Esslie-Frenia Law June 2023 Leaderboard

EDITORIAL: Whose money is it?


HOW MUCH MONEY have you squirreled away under your mattress? Or maybe there’s not enough to bother stashing what’s left after the bills get paid. Either way, wouldn’t you prefer to determine how to handle your own money?

We’re talking here about your money and the government. So, to review, a basic principle underlying democracy is the understanding that people agree to pay taxes that elected officials can use to provide vital services. We can’t eliminate taxes but we do get the opportunity at every election to change (by peaceful means) the people who decide how to spend our tax money. We’re also free to complain endlessly about all manner of wasteful spending.

But what about when government saves money? Not saves as in making wise and frugal expenditures. What about when government puts tax money in the bank and leaves it there for a rainy day? That issue has come up locally again, and it’s worth revisiting.

The most recent case is the annual Columbia County budget for 2016 adopted last week. It is a $146-million spending plan that comes with a slight decrease in overall spending and an increase in the tax levy of just over one-half of one percent. It includes more money for Columbia-Greene Community College and doesn’t call for cutting services. It’s a fiscally prudent plan that reflects the maddeningly slow but steady economic recovery of the county and the region.

A couple of years ago the county’s fiscal future was painted much darker colors. State and federal agencies had failed to pay the county funds we were owed for operating the Pine Haven nursing home and rehabilitation facility and for other county functions. Local officials said at the time that the county was hemorrhaging cash, and the situation was unsustainable. But oddly enough, at the same time county officials expressed pride in the growth to $4 million of previously depleted reserve funds.

Since then the county has agreed to sell Pine Haven to a private company for $6.5 million and it has also unloaded the old Ockawamick School in Claverack. The money from the Ockawamick sale plus the $6.5 million from the transfer of Pine Haven when it’s completed next year will be combined in a reserve account called the Tax Stabilization Fund.

That all sounds like very good fiscal management, and perhaps it is. After all, these are one-time revenue sources. But if the county was already building up its reserve funds two years ago, when it faced financial difficulties, why does it need this new windfall now? County taxpayers have been supporting Pine Haven while Albany and Washington have been slow to pay their fair share, so shouldn’t county taxpayers get a break now that the county is relatively well to do?

The answer might be No. There’s a case to be made that fattening the county’s reserve fund piggybank will cushion the impact of unforeseen future expenses. And there are always some of those lurking out there.

But that’s all the more reason to have a clear and consistent county policy on the reason for these funds and how they may be used. County taxpayers also deserve to know under what circumstances the county’s prudence gives way to the right of taxpayers to manage our own money, thank you very much.

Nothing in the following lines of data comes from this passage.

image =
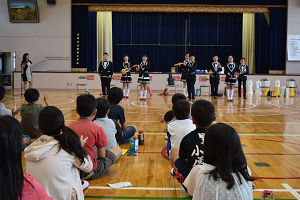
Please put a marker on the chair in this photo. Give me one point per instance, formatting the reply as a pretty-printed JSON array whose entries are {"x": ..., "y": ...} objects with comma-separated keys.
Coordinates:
[
  {"x": 292, "y": 86},
  {"x": 265, "y": 84},
  {"x": 81, "y": 82},
  {"x": 204, "y": 83}
]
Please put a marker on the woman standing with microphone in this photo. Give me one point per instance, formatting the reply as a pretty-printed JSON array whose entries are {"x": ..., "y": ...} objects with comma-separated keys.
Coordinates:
[{"x": 26, "y": 66}]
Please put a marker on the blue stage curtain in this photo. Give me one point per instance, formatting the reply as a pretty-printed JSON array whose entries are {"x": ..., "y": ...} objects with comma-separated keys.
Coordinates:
[
  {"x": 215, "y": 34},
  {"x": 84, "y": 32},
  {"x": 92, "y": 42},
  {"x": 79, "y": 36},
  {"x": 166, "y": 37},
  {"x": 278, "y": 31},
  {"x": 262, "y": 44}
]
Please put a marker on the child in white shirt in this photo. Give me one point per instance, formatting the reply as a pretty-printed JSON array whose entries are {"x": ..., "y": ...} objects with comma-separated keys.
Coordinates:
[
  {"x": 224, "y": 173},
  {"x": 182, "y": 124}
]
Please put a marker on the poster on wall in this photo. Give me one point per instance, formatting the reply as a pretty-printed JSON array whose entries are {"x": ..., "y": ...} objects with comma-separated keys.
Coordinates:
[{"x": 293, "y": 47}]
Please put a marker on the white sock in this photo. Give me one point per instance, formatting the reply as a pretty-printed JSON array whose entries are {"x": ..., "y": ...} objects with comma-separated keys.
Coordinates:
[
  {"x": 128, "y": 91},
  {"x": 184, "y": 91},
  {"x": 228, "y": 93},
  {"x": 141, "y": 92},
  {"x": 232, "y": 92}
]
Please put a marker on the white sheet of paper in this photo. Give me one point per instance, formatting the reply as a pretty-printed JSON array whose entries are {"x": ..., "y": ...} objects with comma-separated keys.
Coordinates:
[{"x": 119, "y": 185}]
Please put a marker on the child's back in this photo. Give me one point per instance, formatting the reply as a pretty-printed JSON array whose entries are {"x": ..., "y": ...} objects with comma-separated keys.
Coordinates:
[
  {"x": 178, "y": 129},
  {"x": 30, "y": 112},
  {"x": 108, "y": 125},
  {"x": 110, "y": 131},
  {"x": 182, "y": 125},
  {"x": 29, "y": 118}
]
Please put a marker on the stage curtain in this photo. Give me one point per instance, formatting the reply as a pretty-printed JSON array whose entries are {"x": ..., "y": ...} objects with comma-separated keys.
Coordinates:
[
  {"x": 248, "y": 43},
  {"x": 215, "y": 34},
  {"x": 165, "y": 37},
  {"x": 92, "y": 42},
  {"x": 278, "y": 32},
  {"x": 262, "y": 44},
  {"x": 104, "y": 35}
]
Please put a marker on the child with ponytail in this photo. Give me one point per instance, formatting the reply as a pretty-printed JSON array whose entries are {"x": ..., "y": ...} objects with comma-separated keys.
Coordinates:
[{"x": 57, "y": 156}]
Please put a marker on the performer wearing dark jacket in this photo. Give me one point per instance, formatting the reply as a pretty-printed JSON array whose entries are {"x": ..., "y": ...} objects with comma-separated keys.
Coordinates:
[
  {"x": 242, "y": 79},
  {"x": 214, "y": 78},
  {"x": 105, "y": 71},
  {"x": 231, "y": 71},
  {"x": 191, "y": 77},
  {"x": 144, "y": 78}
]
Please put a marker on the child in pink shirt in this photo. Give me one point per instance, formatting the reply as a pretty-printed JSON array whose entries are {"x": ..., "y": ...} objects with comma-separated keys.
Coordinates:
[{"x": 97, "y": 140}]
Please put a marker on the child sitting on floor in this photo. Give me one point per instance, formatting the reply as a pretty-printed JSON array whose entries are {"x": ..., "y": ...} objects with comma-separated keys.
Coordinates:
[
  {"x": 116, "y": 112},
  {"x": 182, "y": 124},
  {"x": 170, "y": 114},
  {"x": 4, "y": 111},
  {"x": 56, "y": 157},
  {"x": 30, "y": 112},
  {"x": 13, "y": 183},
  {"x": 102, "y": 159},
  {"x": 190, "y": 152},
  {"x": 224, "y": 173},
  {"x": 108, "y": 124}
]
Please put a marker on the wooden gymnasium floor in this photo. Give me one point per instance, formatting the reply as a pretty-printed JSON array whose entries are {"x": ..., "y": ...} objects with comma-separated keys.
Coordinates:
[{"x": 269, "y": 131}]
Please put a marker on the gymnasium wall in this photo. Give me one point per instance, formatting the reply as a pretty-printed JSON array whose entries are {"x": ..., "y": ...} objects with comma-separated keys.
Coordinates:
[
  {"x": 158, "y": 81},
  {"x": 50, "y": 38},
  {"x": 293, "y": 28}
]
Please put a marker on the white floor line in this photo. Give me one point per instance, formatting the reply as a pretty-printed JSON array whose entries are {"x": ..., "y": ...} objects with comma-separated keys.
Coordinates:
[
  {"x": 291, "y": 190},
  {"x": 241, "y": 134},
  {"x": 234, "y": 122},
  {"x": 134, "y": 188}
]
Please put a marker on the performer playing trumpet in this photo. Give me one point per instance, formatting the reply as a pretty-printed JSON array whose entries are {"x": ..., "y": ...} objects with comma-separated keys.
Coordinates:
[
  {"x": 214, "y": 78},
  {"x": 183, "y": 67},
  {"x": 126, "y": 76}
]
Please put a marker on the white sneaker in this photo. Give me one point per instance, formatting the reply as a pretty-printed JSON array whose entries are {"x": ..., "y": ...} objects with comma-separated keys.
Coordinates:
[{"x": 85, "y": 184}]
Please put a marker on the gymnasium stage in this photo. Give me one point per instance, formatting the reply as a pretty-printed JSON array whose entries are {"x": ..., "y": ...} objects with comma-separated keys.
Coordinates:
[{"x": 269, "y": 131}]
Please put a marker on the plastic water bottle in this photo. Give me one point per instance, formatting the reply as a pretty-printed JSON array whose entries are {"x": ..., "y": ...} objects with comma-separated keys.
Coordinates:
[
  {"x": 141, "y": 137},
  {"x": 133, "y": 144}
]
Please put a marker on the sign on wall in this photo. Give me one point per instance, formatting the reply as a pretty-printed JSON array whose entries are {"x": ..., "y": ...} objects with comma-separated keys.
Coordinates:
[{"x": 293, "y": 45}]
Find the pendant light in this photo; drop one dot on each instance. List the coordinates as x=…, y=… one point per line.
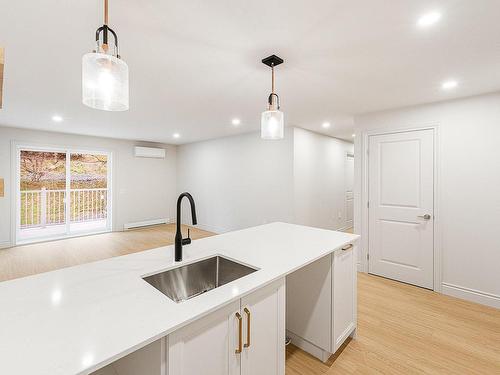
x=105, y=74
x=272, y=121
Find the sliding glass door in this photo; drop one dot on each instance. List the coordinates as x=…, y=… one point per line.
x=62, y=193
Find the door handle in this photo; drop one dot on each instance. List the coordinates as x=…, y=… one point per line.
x=240, y=331
x=425, y=217
x=247, y=345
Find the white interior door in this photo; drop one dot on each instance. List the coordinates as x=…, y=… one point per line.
x=349, y=193
x=401, y=206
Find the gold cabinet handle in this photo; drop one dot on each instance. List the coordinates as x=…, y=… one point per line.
x=247, y=345
x=240, y=331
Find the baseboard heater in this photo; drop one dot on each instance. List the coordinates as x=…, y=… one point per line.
x=146, y=223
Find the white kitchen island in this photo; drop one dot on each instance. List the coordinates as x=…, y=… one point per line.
x=103, y=318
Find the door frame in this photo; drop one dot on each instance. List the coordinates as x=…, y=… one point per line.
x=349, y=154
x=16, y=147
x=365, y=135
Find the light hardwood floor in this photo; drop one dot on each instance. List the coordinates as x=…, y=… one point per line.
x=402, y=329
x=27, y=260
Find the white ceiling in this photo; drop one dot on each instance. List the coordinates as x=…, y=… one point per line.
x=195, y=64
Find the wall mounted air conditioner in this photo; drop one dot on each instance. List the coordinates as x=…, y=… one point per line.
x=149, y=152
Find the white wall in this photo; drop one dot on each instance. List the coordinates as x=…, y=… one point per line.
x=238, y=181
x=144, y=189
x=320, y=179
x=242, y=181
x=468, y=189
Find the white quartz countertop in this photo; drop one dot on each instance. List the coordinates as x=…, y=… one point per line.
x=79, y=319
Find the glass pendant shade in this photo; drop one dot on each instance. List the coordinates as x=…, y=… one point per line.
x=105, y=82
x=272, y=125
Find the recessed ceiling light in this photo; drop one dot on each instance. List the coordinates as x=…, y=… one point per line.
x=429, y=19
x=448, y=85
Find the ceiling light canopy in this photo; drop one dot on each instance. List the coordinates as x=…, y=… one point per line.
x=429, y=19
x=104, y=74
x=272, y=120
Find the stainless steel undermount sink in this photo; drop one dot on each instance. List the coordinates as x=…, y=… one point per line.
x=185, y=282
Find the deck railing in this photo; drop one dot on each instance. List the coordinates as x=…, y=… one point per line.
x=40, y=208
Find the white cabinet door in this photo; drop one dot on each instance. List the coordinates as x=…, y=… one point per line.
x=344, y=295
x=206, y=346
x=309, y=303
x=264, y=338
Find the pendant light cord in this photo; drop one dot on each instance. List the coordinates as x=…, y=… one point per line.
x=272, y=79
x=273, y=94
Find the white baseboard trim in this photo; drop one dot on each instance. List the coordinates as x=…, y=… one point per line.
x=472, y=295
x=308, y=347
x=5, y=244
x=145, y=223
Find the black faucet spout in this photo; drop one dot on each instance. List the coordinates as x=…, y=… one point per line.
x=179, y=241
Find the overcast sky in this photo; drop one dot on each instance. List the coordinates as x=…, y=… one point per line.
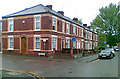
x=82, y=9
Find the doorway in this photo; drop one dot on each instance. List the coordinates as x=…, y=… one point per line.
x=23, y=45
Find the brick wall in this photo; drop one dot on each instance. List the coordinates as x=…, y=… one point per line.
x=46, y=22
x=19, y=25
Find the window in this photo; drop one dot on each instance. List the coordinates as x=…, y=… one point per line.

If the Board of Supervisors wants to set aside funds for a specific purpose like, say, to support planning and preparation for the impacts of climate change on the county, that makes sense and is a proposal that deserves public input and debate. Maybe county taxpayers don’t want their money used for that purpose. How would we know?

What we do know is that “tax stabilization” is a worthy goal but not a special purpose. Stabilizing taxes is one reason we elect supervisors to begin with; we expect them to make decisions that will keep our taxes within justifiable limits. If they can’t manage that, we can vote for candidates who might do a better job.

This issue gets down to the difference between sound fiscal policy and hoarding tax money. The state imposes some limits, but making this distinction at the county level is more about public trust than numbers and percentages. The supervisors should let the public know how much of our money they think they need to keep on hand just in case. And they should also explain when we might expect to see a little of our money to come back our way.